Sequel to Love in the Revolution
After making love, political consultant Ben Montgomery asks his lover, professional cartoonist Jamie Drexler, to go beyond mere pillow talk and tell him a story. Jamie channels his creative genius to fantasize about a life in which his future husband has been granted powerful gifts needed to challenge the forces of reaction.
Ben and Jamie both knew from their involvement in the 2016 presidential campaign that, when justice and grace are denied to one person, they are denied to all. Superheroes are not just part of American pop culture; they are as legitimate a form of cultural history as the gods of Ancient Greece and Rome were to those civilizations.
When Jamie creates a superhero who is more than mere cosplay, can Ben sustain his political job while Jamie balances the responsibilities of serving as his beloved’s sidekick? Or will Jamie emerge a hero in his own mind?
“This is West Texas. We’re lucky we were even allowed in here, much less not beaten to a pulp.”
“What would you have me do?”
“Have a sip of water and enjoy the air conditioning before we head back to the car.”
I wanted to make a flippant comment, but as I was about to say something, there was a minor explosion coming from the kitchen area. “What was that?” you asked, rubbing your forehead with the back of your hand.
“No clue,” I replied, helping you back to your feet. “Are you ready to leave now?”
“Yeah,” you said, flipping me the keys. “You drive this time.”
I was about to catch the keys when the doors from the kitchen opened and a middle-aged lady burst into the dining room area screaming from the top of her lungs, “¡Mis bebés! ¡Mis bebés! ¡Se llevaron mis bebés!”
“What’d she say?” I asked.
“I think she said something about someone taking her babies,” you said, continuing to rub your head.
The lady ran around the dining area in frantic circles. With a cautious glide, you came over to where she stopped, reached out, and was able to gently calm her down. “Who took your babies, ma’am?”
“ICE took them!” she shouted, in a thick Spanish accent.
“ICE?”
“Sí, ICE. I’m an American citizen, from Puerto Rico. I’m not illegal. But, ICE, they don’t care. They just see some tan or brown skin and think ‘illegal!’”
You placed both his hands on her shoulders and said, “We’ll get them back.”
“How are you going to get them back? Once ICE has them, they send them back across the river. My babés are Americans!”
You carefully escorted the panicky mother over to our table. “This man will take good care of you, while I get back your babies.”
The lady gave me a cautious glare. “Who is this ...” When she turned around and noticed you had vanished, she continued by saying, “Hombré who thinks he can defeat ICE?”

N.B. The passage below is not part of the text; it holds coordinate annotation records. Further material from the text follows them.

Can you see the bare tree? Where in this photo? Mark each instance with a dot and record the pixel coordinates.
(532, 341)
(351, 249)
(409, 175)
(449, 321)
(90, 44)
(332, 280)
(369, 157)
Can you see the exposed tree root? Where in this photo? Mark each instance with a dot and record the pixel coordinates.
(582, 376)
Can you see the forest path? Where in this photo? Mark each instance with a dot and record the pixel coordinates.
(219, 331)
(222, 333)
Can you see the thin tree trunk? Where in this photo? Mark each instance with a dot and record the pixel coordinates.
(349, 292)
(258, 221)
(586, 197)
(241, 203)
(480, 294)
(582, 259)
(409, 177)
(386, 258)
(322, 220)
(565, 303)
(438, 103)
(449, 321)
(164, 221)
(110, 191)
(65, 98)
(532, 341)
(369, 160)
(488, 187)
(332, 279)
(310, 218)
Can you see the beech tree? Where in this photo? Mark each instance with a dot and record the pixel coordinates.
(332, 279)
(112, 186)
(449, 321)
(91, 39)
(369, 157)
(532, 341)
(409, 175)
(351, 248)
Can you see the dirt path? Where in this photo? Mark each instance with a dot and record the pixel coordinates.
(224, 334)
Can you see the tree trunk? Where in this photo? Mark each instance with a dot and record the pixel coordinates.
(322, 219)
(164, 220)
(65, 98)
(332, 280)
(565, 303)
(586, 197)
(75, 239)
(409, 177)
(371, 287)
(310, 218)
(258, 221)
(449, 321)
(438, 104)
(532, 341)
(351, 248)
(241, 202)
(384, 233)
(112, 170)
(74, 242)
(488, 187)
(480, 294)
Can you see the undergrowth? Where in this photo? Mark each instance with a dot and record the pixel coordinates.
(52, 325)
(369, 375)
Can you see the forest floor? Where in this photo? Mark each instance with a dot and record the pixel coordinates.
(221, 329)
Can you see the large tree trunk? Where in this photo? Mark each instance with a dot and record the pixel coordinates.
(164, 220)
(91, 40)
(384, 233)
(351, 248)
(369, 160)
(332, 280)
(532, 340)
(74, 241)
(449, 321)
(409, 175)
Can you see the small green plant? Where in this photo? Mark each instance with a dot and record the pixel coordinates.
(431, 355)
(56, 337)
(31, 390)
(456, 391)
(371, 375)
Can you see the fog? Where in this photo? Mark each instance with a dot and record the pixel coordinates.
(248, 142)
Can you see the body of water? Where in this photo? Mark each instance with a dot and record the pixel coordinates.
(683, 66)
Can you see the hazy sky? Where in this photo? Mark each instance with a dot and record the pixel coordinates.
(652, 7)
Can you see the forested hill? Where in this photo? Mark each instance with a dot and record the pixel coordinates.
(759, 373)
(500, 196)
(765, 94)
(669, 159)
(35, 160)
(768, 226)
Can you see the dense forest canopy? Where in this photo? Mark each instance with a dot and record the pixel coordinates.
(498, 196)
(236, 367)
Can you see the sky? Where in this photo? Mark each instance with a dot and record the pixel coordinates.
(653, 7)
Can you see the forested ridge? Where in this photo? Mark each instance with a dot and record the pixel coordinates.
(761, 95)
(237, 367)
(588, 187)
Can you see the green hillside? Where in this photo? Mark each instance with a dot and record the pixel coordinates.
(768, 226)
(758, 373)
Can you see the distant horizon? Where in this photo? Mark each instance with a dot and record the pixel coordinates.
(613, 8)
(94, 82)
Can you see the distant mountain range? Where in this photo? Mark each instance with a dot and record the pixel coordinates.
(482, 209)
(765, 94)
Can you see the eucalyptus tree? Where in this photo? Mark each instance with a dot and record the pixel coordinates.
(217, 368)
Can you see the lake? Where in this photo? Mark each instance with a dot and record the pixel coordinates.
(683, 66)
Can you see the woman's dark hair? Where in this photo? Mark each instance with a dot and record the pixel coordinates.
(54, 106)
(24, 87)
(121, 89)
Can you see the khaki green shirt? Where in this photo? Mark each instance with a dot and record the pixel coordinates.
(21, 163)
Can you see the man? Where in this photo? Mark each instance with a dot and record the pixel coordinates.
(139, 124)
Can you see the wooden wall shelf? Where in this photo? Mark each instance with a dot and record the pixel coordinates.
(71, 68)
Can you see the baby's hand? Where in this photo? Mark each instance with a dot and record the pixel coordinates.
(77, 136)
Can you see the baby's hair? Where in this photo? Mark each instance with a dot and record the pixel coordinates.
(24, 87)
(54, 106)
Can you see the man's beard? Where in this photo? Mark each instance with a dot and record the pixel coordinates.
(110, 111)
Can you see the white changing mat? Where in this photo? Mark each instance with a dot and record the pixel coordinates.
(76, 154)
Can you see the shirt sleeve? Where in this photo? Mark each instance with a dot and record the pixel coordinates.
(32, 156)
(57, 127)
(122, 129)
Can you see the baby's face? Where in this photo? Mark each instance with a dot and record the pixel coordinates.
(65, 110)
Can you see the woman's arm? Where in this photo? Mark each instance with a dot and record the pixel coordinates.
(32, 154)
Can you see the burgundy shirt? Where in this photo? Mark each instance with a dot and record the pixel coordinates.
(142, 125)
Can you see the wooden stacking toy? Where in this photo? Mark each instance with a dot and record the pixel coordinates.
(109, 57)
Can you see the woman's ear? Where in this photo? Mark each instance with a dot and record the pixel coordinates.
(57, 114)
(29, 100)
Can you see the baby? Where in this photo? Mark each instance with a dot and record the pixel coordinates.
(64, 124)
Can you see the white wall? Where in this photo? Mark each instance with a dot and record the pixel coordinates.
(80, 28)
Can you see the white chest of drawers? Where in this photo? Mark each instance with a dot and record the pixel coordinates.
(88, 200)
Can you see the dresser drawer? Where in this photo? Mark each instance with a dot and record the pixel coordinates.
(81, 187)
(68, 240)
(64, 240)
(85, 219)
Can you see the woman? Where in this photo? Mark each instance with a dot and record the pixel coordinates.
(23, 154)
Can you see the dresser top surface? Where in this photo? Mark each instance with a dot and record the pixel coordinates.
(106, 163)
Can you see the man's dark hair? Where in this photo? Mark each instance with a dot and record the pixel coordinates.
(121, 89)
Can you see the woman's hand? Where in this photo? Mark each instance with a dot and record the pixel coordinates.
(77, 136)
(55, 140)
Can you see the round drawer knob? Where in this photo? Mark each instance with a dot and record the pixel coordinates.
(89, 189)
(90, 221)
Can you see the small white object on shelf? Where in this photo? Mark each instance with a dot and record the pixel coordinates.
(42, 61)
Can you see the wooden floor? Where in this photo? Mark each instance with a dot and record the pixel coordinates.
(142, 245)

I smiled and escorted the lady out of the restaurant, bypassing the throng of homophobic waiters, to the rental car. “Ben is a good man. He has ... um ... unique methods. Trust me.” When we both entered the car, I continued my train of thought. “Do you know where ICE is located?”
She pointed in a southwest direction and said, “Ten miles that way.”
“Well then, ten miles that way we go!” I said, turning on the ignition.
The mother placed a comforting hand on top of mine. “Where is your Ben?”
I smiled. “He’ll be there before we get there. Trust me.”
While you were running out the back of the restaurant, you noticed the deep ridges of tire tracks heading away from the vegan dive. After hearing our rental speed away, you ran behind the restaurant’s dumpster and checked to make sure no one was around or watching. Then, in the loudest, most Yiddish-sounding voice you could muster yelled, “YUGE!”